Müzik özgürleştirir
Sahnede tam 104 çocuk. Hepsi beyazlar içinde. Yaşları 7 ila 13 arası. Seçme sınavıyla seçilmişler. Mart ayından bu yana koro müziği eğitimi almışlar. Ve şimdi karşımdalar, Cemal Reşit Rey Konser Salonu'nun sahnesindeler. Görüntüleri bile insana işte geleceğimiz dedirten güzellikte ve umut vaat edici.
3-6 Temmuz tarihlerinde İstanbul'un farklı yerlerinde, İBB Kültür ve İBB Orkestra'nın düzenlediği 24 koro ve 852 koristin katıldığı İstanbul Koro Festivali vardı.
İSTANBUL'UN ÇOKSESLİLİĞİAçılışta İBB Kültür Daire Başkanı Volkan Aslan İstanbul'un çoksesliliğine, çok renkliliğine dikkati çektiğinde, bu festival yolculuğunu halen hapiste tutulan Ekrem başkan ve Mahir Polat'la başlattıklarını onlarla güçlendiğini anlattığında ortalık alkıştan inledi, salon ayağa kalktı!
Şef Tolga Gülen'in yönetiminde İstanbul Çocuk Korosu hem Türkçe hem farklı dillerde harika bir sınav verdi. Sadece sesleriyle değil, beden dilleri, devinimleri ve coşkularıyla muhteşem bir deneyim yaşattılar. Festivalin diğer katılımcıları Koro İstanbul, Aydın Doğan Güzel Sanatlar Lisesi Korosu, Odeon Oda Korosu'ydu.
Konser öncesi fuayede koşuşan cıvıl cıvıl çocuklara sordum, niye koroya katıldıklarını. Çoğu "Sevdiğim için" dedi. Ama ikinci en çok aldığım yanıt şu oldu: "Şarkı söylemek özgürlüktür!"

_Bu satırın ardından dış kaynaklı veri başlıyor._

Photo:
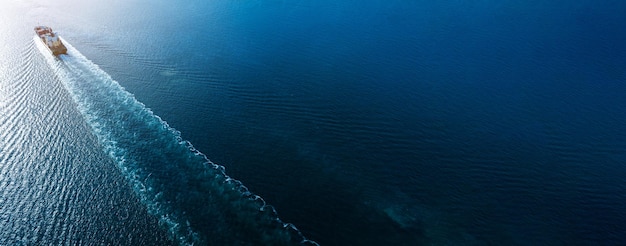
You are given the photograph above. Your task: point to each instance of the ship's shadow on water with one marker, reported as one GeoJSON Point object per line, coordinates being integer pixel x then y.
{"type": "Point", "coordinates": [192, 197]}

İstanbul'un geleceği olan çoksesli çocukları kutluyor, İBB Kültür'e teşekkür ediyorum.
CAZ ANLATILARIİKSV'nin 32. Caz Festivali dolu dizgin devam ediyor. İki akşam iki muhteşem sesten caz anlatıları dinledim. İkisi de Swiss Otel'in bahçesindeydi.
İlkinden başlıyorum: Jazzmeia Horn genç Amerikalı bir sanatçı. Üç yaşından beri şarkı söylermiş, okul yıllarında girmediği ve kazanmadığı yarışma kalmamış. Üç kez Grammy adaylığı olmuş. Caza yenilikçi bir tavır getirmiş.
Hakkında bildiklerim bunlardı. Konser boyunca daha çok bilgilendim, zenginleştim, büyülendim ve konserin sonunda herkes gibi ben de ayağa fırlayıp dans etmeye başladım.
Jazzmeia, her şeyden önce muhteşem bir öykü anlatıcısı. Dünya halini, kadınlık, annelik durumunu, güncel yaşamını anlatıyor. Ancak anlatırken sesini kullanış biçimiyle tüm önyargılara, kalıplaşmış düşüncelere, baskıya, yasaklara isyan ediyor. Daha doğrusu meydan okuyor. Caza yeni boyutlar katıyor.
"Freedom"- Özgürlükle herkesi avucunun içine aldı. Özgürlük hepimize lazımdı. "Bana ne söyleyeceğimi, ne giyeceğimi, ne düşüneceğimi söyleyemezsin" dediğinde... "Asla vaz geçme, diren" dediğinde tüm hissiyatımıza tercüman oluyordu.
Horn'a, piyanoda Joel Holmes, basta Ameen Saleem ve davulda Ryan Sands eşlik etti. "Müzik asla karanlığa geçit vermez" düsturundan sonra hepimiz kendimizi daha iyi hissettik ve adeta "Her şey çok güzel olacak" diye (elbet İngilizce) onunla birlikte tempo tutup dans ettik.